本格的なミステリー大作として、当時は話題を呼びました。
あらすじ
東京の高層ホテルで死亡した黒人青年ジョニー・ヘイワード(ジョー中山)の残した「キスミー」「ストウハ」という言葉を手掛かりに、棟居刑事(松田優作)たちが犯人を追いつめていきます。

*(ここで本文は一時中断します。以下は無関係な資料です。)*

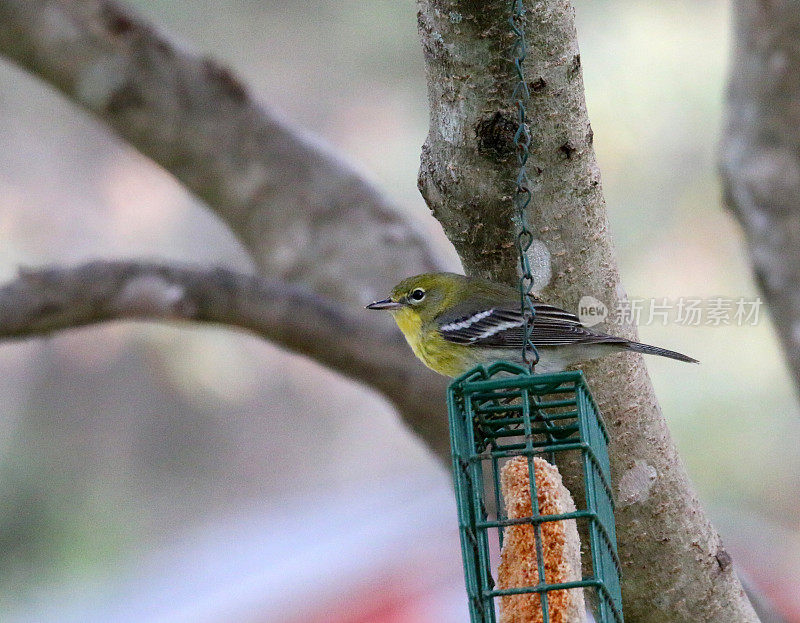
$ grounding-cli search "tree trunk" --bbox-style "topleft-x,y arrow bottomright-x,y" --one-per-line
418,0 -> 757,623
720,0 -> 800,400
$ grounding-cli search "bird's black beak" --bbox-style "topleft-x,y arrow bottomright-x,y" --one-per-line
366,299 -> 403,309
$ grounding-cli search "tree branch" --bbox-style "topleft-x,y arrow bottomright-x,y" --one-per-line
0,261 -> 448,454
418,0 -> 757,623
720,0 -> 800,392
0,0 -> 449,461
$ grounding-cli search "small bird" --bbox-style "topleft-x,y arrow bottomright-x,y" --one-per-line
367,273 -> 697,377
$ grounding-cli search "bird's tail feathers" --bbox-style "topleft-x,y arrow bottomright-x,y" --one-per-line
627,342 -> 700,363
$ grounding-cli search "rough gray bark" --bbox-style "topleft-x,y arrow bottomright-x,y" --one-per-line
720,0 -> 800,392
0,0 -> 776,621
0,0 -> 449,457
418,0 -> 757,623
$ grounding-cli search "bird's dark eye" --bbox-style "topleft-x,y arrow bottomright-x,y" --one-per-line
408,288 -> 425,301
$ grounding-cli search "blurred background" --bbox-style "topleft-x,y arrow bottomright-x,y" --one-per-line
0,0 -> 800,623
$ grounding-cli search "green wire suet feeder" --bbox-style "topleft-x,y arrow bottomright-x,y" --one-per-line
447,0 -> 623,623
447,362 -> 623,623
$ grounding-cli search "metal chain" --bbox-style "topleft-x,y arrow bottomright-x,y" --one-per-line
508,0 -> 539,373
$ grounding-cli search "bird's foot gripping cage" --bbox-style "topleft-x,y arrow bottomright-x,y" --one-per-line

しだいに明らかになってくる、日本とアメリカにつながる戦後日本の闇と母子の絆。
美しい日本の情景が広がる群馬県霧積(きりづみ)温泉郷を第2の舞台として、わずかな心のすれ違いが生んでしまった悲劇がせつなく描かれています。
この映画での麦わら帽子の役割
この映画では、麦わら帽子は事件の謎を解く大きなカギとしての役割を果たしています。
ジョニーヘイワードが残した2つの言葉のうち、「ストウハ」が「〇〇〇〇〇○〇(ネタバレになります)」のなまったものであること、そして「キスミー」が「〇〇」を指し示していることが判明したことで、、過去の霧積温泉での出来事が明らかになります。
それには、捜査の過程で発見されたボロボロの『西條八十詩集(さいじょうやそししゅう)』が重要な手掛かりとなっていました。
その詩集には、風に吹かれた麦わら帽子を谷底へと落としてしまった子供が母親へと語りかける心情が、読む者へせつなく訴えかけるように描かれていたのです。
この映画のキャストとスタッフ
制作年:1977年
制作:角川春樹事務所
原作:森村誠一
監督:佐藤純彌(1932~2019)
出演者;松田優作 岡田茉莉子 高沢順子 范文雀 ジョージ・ケネディ 夏八木勲 ジョー山中 他
音楽 大野雄二
主題歌 ジョー山中「人間の証明のテーマ」
あとがき
麦わら帽子の人気は、年々上がって来ているのではないでしょうか。
麦わら帽子を愛用する有名人も増えて来ているように思えます。
今や男女にかかわらず、夏のファッションの必須アイテムになりつつあるのかもしれませんね。
あなたに似合う、お気に入りの麦わら帽子を手に入れて、夏のお出かけを楽しんでみませんか。
丁寧に手入れをして、長く付き合っていけるようにしたいですね。